When Karen sobbed, “What is wrong with me?” she was not only expressing her belief that she doesn’t measure up to some image of daughter or mother. To feel good about herself, she needs to feel that her mother and son recognize her value as a person.
Her feelings of self-esteem and self-confidence hinge on their approval and on the evidence that she has succeeded in making sure that mother and child are happy. Essentially, who Karen is and what she wants disappear in these relationships.
Since starting therapy, Karen has begun the difficult journey to find balance between taking care of the feelings of the people she loves and taking care of herself. She had become so dependent on successfully soothing significant others (especially anxious others) for her feelings of self-worth that she had not learned to notice and take in the ways in which she is recognized and valued in the world.
For example, Karen’s husband is loving and admiring. Karen works as a financial analyst and has received multiple promotions and excellent evaluations. She also has a network of people, whose friendships date back to kindergarten, that she is in frequent touch with. When reminded of this, Karen will sheepishly admit, “Yes, I know; my husband, my boss, my friends—everyone thinks I’m a good person. “
“Just a good person, that’s all?” I tease.
“Okay, I admit it, they do act as if I’m great, but I don’t really give it much weight. I don’t feel like such a good person. I know I have to change that.”
Karen is slowly and carefully working on risking and tolerating negative responses from her mother and son if she doesn’t provide total soothing of their anxieties. She can rationally consider that her fears of loss and rejection may not be realistic. She can acknowledge that Michael and her mother are very attached to her and that she is not the only one who has something to lose.
But this does not yet feel emotionally true. Even though it will take some time for Karen to emotionally believe that she is not as at risk as she feels, she has begun to test the water and do less emotional caretaking.
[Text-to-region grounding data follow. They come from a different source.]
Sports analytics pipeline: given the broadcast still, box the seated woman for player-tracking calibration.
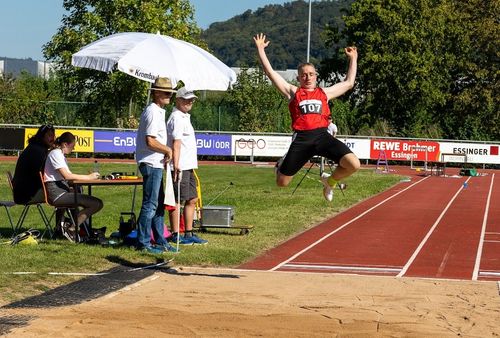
[43,132,103,241]
[13,124,55,205]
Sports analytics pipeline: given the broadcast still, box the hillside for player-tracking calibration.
[201,0,354,70]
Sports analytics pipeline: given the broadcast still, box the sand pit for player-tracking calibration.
[2,266,500,337]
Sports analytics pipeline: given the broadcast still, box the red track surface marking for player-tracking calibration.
[279,177,468,275]
[477,174,500,281]
[400,176,482,279]
[240,169,500,281]
[239,176,431,271]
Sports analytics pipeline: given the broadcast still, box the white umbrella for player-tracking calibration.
[71,32,236,91]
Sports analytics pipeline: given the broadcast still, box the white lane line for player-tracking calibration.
[397,177,472,278]
[269,176,431,271]
[473,173,495,280]
[479,271,500,277]
[281,263,401,273]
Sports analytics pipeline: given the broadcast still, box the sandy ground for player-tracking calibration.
[3,267,500,337]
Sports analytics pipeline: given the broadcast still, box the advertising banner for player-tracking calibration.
[25,128,94,153]
[232,135,292,157]
[94,131,137,153]
[0,128,24,150]
[338,138,371,160]
[370,139,440,161]
[196,133,232,156]
[439,142,500,164]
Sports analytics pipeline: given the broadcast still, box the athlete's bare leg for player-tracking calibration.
[331,153,360,181]
[276,173,294,187]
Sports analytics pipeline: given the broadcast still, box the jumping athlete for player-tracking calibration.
[253,33,360,201]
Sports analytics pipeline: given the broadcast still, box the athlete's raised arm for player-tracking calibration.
[254,33,296,100]
[323,47,357,100]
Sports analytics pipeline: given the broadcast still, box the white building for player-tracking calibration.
[0,57,55,79]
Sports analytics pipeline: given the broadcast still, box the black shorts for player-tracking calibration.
[172,169,198,202]
[279,128,353,176]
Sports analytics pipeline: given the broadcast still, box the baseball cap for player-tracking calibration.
[176,87,197,100]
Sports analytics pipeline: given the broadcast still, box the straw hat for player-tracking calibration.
[149,77,176,93]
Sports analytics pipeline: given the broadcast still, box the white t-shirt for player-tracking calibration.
[327,122,338,136]
[44,148,71,182]
[136,102,167,168]
[166,107,198,170]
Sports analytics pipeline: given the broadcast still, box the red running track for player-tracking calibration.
[239,169,500,281]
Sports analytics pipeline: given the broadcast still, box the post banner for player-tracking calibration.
[196,133,232,156]
[370,139,440,161]
[94,131,137,153]
[25,128,94,153]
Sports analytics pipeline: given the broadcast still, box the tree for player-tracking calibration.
[226,68,291,133]
[43,0,203,128]
[321,0,499,140]
[0,72,62,124]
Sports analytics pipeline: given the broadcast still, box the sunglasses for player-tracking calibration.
[40,124,54,132]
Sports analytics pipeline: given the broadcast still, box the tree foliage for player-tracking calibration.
[321,0,499,140]
[226,69,291,133]
[43,0,202,128]
[202,0,354,70]
[0,72,62,124]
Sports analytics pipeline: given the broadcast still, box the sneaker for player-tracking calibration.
[61,222,77,242]
[320,173,334,202]
[160,243,180,253]
[140,246,165,254]
[168,233,194,245]
[186,233,208,245]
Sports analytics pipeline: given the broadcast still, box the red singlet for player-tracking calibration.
[288,87,330,131]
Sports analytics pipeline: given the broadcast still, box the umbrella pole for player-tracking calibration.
[146,82,151,103]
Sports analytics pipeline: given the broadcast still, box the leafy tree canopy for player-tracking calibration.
[321,0,499,140]
[43,0,203,128]
[202,0,354,70]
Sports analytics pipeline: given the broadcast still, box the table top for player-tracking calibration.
[72,178,143,186]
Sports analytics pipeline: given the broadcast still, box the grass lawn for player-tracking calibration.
[0,159,402,303]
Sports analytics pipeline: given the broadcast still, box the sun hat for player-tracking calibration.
[176,87,197,100]
[149,77,176,92]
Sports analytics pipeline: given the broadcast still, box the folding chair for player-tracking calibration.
[0,200,16,234]
[6,171,53,238]
[39,172,86,242]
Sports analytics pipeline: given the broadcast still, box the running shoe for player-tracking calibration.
[187,233,208,245]
[61,222,77,242]
[169,233,194,245]
[140,246,165,254]
[160,243,180,253]
[320,173,334,202]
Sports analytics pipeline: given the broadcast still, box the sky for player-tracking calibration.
[0,0,292,61]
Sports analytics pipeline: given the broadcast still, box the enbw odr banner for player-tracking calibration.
[24,128,94,153]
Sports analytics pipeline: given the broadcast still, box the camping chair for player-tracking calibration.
[6,171,53,238]
[0,199,16,234]
[39,172,88,242]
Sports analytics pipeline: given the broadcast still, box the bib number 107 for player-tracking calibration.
[299,101,322,114]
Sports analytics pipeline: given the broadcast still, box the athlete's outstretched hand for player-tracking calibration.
[253,33,270,50]
[344,46,358,59]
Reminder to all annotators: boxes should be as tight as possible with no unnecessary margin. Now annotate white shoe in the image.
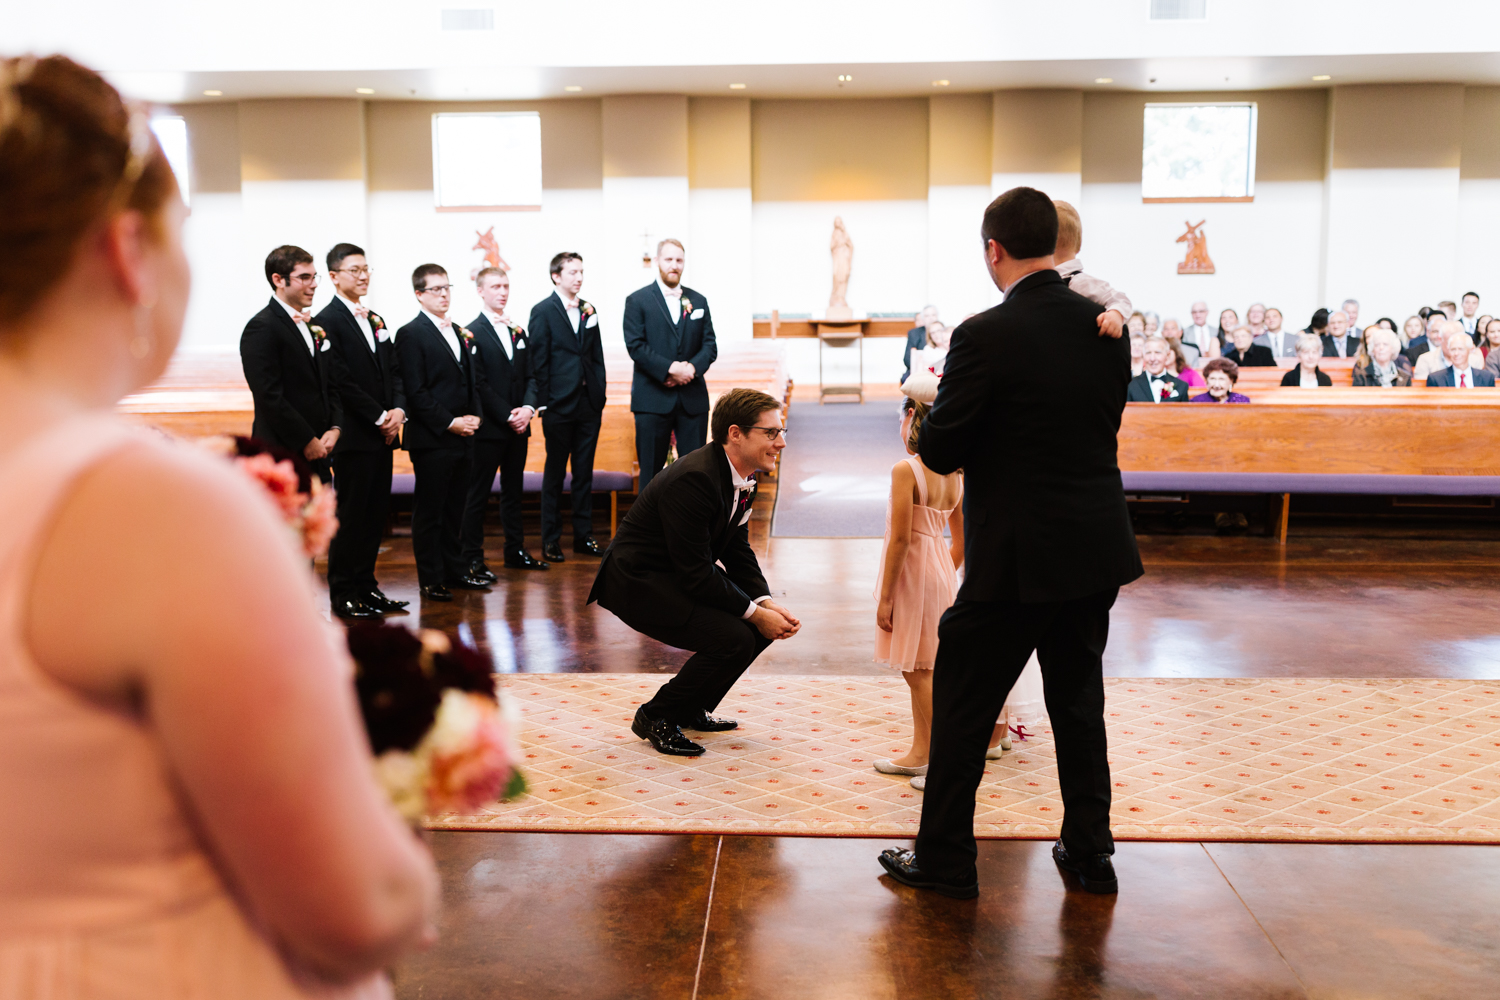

Karen has come to understand that she can’t make herself feel okay by keeping her mother and son feeling okay. As she says, “I have to give this quest up if I’m going to stop asking ‘what’s wrong with me?’ This is so hard and I don’t know if I can do it. I have to do it.”
Karen’s determination to develop her feelings of self-worth and become more separate from her mother and son are growing. Her desire to stop her self-attacks and increase her self-confidence and self-esteem reinforces her capacity to endure the anxiety of changing the ways she relates to her mother and son. She is on her way to creating a space where her own needs and wishes can be expressed and responded to.